Gene set enrichment control analysis
We defined a set of genes with elevated expression in the human brain using the RNA-seq BrainSpan data (see the BrainSpan Developmental Transcriptome-based expression analyses section below). To derive a measure of a gene's expression in the brain, we computed for each gene the mean of the brain structure-specific and developmental stage-specific median expression levels. Next, we sampled 100 sets each comprising around 112 loci (the number of DEPICT schizophrenia loci) by sampling SNPs upstream of transcription start sites of genes with mean expression levels above the 95th percentile. We then ran DEPICT on each set of these 100 sets of input loci and summarized these results by counting how often a significantly enriched gene set (from the schizophrenia DEPICT analysis) was in observed with at least the same false discovery rate across the 100 ‘generic brain’ DEPICT runs and computed empirical P-values. Reconstituted gene sets were clustered using Affinity Propagation R software (46). The script for clustering DEPICT gene set enrichment results can be found at https://github.com/perslab/DEPICT (last accessed January 19, 2016).
Reconstitution of additional gene sets potentially relevant to schizophrenia
From Genebook (http://atgu.mgh.harvard.edu/~spurcell/genebook/genebook.cgi) we downloaded the ARC, FMRP (originally derived from 34), NMDAR, rat pre-synapse active zone (originally derived from 35) and synaptic vesicle (originally derived from 38) gene sets used in (3,4). In addition we downloaded proteomics-derived gene lists for pre-synaptic docking complexes (37) and mouse pre-synapse active zone (36). The number of genes in the original gene list and the number of genes after mapping to Ensembl gene identifiers, performing orthology mapping and limiting to genes in DEPICT can be found in Supplementary Material, Table S5. Subsequently we reconstituted the gene sets using our previously described approach (25,45). The area under the receiver operating characteristics curve estimates were high (>0.85; Supplementary Material, Table S5), indicating that the expression of the genes in each of these gene sets are strongly co-regulated. Finally, we ran DEPICT on the reconstituted gene sets.
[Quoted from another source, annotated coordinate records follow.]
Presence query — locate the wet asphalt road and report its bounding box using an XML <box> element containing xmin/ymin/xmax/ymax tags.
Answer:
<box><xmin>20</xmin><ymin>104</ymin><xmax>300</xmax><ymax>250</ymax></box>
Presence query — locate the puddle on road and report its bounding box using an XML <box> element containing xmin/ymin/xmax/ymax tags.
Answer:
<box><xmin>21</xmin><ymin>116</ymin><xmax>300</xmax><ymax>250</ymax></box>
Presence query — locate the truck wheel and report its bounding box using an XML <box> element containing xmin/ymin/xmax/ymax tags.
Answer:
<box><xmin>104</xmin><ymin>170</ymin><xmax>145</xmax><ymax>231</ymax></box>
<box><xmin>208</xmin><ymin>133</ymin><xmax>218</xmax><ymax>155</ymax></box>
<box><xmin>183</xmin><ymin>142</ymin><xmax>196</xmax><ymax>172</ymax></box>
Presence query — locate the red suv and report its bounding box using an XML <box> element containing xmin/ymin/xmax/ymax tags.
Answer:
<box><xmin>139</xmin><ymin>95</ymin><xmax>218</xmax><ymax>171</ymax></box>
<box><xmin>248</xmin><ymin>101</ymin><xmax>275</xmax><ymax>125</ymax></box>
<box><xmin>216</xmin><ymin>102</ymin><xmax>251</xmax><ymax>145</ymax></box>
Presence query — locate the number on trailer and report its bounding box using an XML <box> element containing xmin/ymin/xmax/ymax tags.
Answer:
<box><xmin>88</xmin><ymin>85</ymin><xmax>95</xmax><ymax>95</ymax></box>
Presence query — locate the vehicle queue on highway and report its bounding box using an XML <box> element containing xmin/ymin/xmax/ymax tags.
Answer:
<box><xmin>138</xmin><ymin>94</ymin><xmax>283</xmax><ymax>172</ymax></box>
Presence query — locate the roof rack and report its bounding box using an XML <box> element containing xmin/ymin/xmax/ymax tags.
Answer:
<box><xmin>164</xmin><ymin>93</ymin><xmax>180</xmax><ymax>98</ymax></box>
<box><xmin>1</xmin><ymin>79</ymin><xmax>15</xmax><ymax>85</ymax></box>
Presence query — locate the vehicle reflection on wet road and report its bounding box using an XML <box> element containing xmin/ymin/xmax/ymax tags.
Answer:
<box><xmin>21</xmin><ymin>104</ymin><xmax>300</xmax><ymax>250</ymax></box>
Filtering of reconstituted gene sets and visualization
To ensure that significantly enriched reconstituted DEPICT gene sets represented biology indicated by their identifiers (reconstituted gene sets are referred to by their original gene name), we omitted reconstituted gene sets, which did not enrich for the genes in the original gene set. We used a Spearman rank-sum test to assess whether genes in the original gene set were overrepresented in the reconstituted gene set and conservatively omitted reconstituted gene sets for which the Spearman rank-sum P > 3.5 × 10−6 (∼0.05/14 461). Among 143 significantly enriched reconstituted gene sets 39 were omitted (Supplementary Material, Table S10) resulting in 104 significant reconstituted gene sets reported in this paper. The Cytoscape tool was used to visualize gene sets and their discretized overlap (47).
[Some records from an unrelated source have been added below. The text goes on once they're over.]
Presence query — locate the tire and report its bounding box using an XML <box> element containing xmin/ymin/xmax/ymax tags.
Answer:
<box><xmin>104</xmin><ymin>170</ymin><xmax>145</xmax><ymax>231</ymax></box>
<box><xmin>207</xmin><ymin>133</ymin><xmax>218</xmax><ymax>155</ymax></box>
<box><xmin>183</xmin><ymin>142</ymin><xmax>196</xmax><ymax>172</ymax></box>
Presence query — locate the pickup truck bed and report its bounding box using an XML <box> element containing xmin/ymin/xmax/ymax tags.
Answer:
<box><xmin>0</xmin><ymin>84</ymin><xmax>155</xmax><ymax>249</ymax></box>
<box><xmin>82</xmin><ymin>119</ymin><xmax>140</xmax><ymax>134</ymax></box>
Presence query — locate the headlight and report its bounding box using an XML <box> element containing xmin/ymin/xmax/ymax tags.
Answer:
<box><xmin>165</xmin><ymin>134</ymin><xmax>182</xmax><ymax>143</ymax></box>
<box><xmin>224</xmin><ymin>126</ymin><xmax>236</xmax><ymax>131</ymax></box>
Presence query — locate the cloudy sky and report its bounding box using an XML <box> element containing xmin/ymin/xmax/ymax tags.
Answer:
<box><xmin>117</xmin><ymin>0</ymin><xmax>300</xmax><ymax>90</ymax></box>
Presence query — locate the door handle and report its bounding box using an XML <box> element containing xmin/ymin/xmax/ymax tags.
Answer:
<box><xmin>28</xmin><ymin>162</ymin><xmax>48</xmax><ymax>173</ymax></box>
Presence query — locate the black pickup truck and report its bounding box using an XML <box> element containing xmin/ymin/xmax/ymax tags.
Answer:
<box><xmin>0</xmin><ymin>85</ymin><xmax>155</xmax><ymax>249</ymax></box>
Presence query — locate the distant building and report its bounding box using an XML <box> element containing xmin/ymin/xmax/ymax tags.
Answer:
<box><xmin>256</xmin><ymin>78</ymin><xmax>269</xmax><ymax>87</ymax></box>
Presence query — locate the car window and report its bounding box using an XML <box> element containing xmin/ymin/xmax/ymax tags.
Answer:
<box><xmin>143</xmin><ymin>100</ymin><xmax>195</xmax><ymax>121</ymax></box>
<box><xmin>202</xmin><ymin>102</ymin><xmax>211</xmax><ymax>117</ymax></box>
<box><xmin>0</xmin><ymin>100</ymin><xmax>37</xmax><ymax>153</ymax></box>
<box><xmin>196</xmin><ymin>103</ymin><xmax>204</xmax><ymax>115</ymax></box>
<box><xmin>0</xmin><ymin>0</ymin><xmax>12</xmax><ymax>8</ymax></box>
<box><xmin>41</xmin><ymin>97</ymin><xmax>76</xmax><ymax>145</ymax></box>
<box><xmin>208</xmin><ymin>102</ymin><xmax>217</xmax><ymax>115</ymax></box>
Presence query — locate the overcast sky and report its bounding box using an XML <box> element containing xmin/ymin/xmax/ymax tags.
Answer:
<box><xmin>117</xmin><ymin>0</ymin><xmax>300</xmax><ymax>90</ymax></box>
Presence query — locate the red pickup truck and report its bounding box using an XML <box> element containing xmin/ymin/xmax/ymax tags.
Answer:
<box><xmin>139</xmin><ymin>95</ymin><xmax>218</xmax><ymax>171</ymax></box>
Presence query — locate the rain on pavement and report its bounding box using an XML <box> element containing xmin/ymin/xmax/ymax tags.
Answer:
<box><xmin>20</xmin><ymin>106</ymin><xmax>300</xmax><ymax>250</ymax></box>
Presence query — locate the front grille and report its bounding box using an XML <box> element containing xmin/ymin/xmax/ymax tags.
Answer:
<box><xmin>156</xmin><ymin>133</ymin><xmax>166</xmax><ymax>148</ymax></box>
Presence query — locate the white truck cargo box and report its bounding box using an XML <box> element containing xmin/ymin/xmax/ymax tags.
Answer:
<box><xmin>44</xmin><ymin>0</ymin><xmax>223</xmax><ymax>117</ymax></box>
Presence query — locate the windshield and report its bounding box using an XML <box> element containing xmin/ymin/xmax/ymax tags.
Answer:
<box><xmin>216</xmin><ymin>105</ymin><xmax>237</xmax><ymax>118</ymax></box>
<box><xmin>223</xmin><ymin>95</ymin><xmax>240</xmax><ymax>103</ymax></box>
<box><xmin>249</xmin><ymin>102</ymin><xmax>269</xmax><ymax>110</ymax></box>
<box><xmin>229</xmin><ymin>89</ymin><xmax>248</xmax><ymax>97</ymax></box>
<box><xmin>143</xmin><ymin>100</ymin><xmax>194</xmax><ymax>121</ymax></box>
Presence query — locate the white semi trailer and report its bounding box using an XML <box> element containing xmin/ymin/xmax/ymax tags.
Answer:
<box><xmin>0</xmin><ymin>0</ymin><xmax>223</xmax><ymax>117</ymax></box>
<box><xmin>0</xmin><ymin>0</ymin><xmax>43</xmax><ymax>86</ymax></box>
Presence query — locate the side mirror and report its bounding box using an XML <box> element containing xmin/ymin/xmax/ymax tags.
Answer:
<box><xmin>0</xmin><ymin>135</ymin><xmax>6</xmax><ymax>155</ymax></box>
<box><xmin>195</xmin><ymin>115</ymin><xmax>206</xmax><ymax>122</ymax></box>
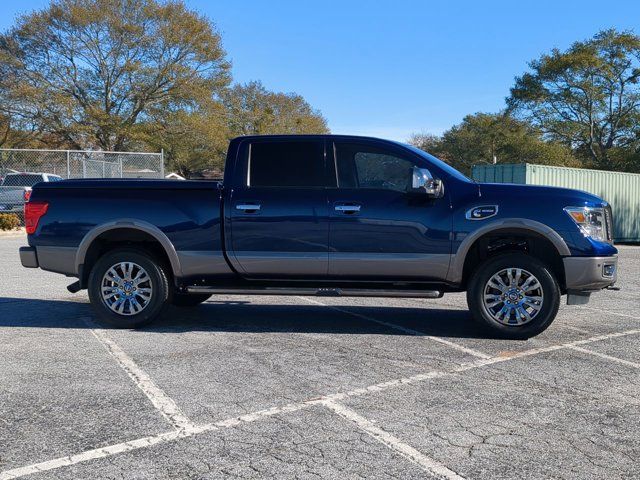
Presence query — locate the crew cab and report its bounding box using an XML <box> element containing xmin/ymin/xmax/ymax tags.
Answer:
<box><xmin>20</xmin><ymin>135</ymin><xmax>617</xmax><ymax>338</ymax></box>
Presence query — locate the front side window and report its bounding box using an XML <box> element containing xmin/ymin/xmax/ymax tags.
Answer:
<box><xmin>336</xmin><ymin>144</ymin><xmax>414</xmax><ymax>192</ymax></box>
<box><xmin>247</xmin><ymin>141</ymin><xmax>325</xmax><ymax>188</ymax></box>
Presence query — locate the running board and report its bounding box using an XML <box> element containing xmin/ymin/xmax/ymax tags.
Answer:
<box><xmin>187</xmin><ymin>286</ymin><xmax>444</xmax><ymax>298</ymax></box>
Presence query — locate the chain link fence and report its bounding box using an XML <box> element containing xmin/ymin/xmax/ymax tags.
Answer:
<box><xmin>0</xmin><ymin>149</ymin><xmax>164</xmax><ymax>223</ymax></box>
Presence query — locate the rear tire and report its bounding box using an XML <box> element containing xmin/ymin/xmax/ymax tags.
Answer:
<box><xmin>88</xmin><ymin>248</ymin><xmax>171</xmax><ymax>328</ymax></box>
<box><xmin>171</xmin><ymin>293</ymin><xmax>211</xmax><ymax>308</ymax></box>
<box><xmin>467</xmin><ymin>253</ymin><xmax>561</xmax><ymax>339</ymax></box>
Genotype-Tissue Expression Project-based tissue enrichment analysis
We downloaded normalized RNA-Seq gene expression data from the GTEx Project (28) (www.gtexportal.org; release, pilot 01/31/2013, patch 1; last accessed January 19, 2016). We further processed the RNA-Seq data by Winsorizing values larger than 50 reads per kilobase of transcript per million reads mapped (RPKM) to 50 (as previously done in 4) and transforming all values to log2(1+RPKM) values. After limiting genes to genes part of DEPICT and discarding genes with no variance across all tissues, we ended up with 19 414 genes. All prioritized genes were part of the processed RNA-Seq data. We discarded tissues with less than 10 samples and computed median gene expression levels (19 682 genes) for the remaining 37 tissues (see Supplementary Material, Table S11 for the number of samples for each tissue). The resulting tissue expression data set was used in DEPICT instead of the microarray-based tissue expression matrix derived from the 37 427 microarray samples used in the standard DEPICT version. DEPICT was used to test whether genes in the genome-wide significant loci were higher expressed in a given tissue than all other genes covered in the analysis (two-sided t-test).
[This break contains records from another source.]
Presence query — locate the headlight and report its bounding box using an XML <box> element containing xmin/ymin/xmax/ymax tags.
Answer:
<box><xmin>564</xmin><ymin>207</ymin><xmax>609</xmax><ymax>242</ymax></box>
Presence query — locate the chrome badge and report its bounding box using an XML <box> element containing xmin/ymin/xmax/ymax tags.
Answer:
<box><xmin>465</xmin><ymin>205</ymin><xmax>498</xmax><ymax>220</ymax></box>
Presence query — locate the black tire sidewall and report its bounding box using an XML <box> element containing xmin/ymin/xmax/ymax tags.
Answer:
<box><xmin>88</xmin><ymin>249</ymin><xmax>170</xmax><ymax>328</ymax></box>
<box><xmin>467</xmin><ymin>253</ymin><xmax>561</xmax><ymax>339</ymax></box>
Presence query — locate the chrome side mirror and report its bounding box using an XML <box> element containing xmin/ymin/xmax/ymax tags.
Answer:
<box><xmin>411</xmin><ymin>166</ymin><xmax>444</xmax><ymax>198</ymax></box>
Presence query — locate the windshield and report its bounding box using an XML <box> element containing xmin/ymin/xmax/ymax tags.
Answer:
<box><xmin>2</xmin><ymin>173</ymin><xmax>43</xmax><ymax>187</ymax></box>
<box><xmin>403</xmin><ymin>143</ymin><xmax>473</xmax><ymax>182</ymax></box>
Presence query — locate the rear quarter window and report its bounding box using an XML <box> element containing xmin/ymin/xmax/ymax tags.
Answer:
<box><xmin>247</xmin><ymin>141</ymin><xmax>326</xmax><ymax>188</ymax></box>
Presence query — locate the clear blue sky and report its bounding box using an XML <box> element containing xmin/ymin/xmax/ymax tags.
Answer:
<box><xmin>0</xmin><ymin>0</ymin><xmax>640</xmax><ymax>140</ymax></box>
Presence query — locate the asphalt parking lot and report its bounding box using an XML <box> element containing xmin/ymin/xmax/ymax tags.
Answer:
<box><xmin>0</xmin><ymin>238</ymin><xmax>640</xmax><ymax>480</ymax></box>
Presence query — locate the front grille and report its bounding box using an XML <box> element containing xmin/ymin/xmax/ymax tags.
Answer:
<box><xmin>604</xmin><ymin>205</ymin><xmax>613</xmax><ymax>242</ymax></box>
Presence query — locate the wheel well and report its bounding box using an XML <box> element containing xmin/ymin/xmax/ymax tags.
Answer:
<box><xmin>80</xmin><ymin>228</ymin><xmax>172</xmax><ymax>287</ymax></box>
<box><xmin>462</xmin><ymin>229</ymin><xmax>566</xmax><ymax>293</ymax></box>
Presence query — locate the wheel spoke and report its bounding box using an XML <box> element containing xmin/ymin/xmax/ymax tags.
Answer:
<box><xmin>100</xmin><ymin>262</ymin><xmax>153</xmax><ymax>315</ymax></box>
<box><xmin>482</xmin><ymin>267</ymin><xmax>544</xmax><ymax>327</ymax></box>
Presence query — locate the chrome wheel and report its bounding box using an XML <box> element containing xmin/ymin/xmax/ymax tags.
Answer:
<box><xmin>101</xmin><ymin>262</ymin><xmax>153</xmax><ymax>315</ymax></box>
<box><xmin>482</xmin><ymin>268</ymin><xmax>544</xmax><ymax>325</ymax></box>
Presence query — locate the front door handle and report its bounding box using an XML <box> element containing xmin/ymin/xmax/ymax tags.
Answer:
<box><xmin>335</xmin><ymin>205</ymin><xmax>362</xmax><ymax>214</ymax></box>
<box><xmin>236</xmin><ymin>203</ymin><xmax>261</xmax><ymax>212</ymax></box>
Schizophrenia exome sequencing study data used to validate prioritized genes
We used Swedish exome sequencing data (4) to validate genes prioritized by DEPICT. We downloaded all genes containing at least one disruptive variants (frameshift, nonsense and essential splice site variants) in cases and/or controls with minor allele frequency (MAF) <0.1% (8702 genes; download date: May 2, 2014) from the Genebook database. Next, we mapped gene symbols to Ensembl identifiers, which left us with 8,684 genes. A total of 150 genes overlapped with the 362 genes in the 109 associated schizophrenia loci. We also used Bulgarian trio exome sequencing data (3) to validate prioritized genes. We downloaded all genes with de novo variants (1368 variants in 616 genes) from the Genebook database (download date: May 2, 2014), discarded genes with de novo variants that were not replicated in (3) (referred to as ‘silent’ in the database) and mapped the remaining gene symbols to Ensembl identifiers, which left us with 613 genes, of which 16 genes overlapped with the 362 in the 109 associated schizophrenia loci. The ORs were calculated as OR = oddsprioritized/oddsnon-prioritized. For the rare variant benchmark we defined oddsprioritized = cases' count of disruptive variants in prioritized genes/controls' count of disruptive variants in prioritized genes, and oddsnon-prioritized = cases' count of disruptive variants in non-prioritized genes/controls' count of disruptive variants in non-prioritized genes. For the de novo variant benchmark we defined oddsprioritized = number of prioritized de novo variant genes/number of prioritized genes with no de novo variants, and oddsnon-prioritized = number of non-prioritized de novo variant genes/number of non-prioritized genes with no de novo variants.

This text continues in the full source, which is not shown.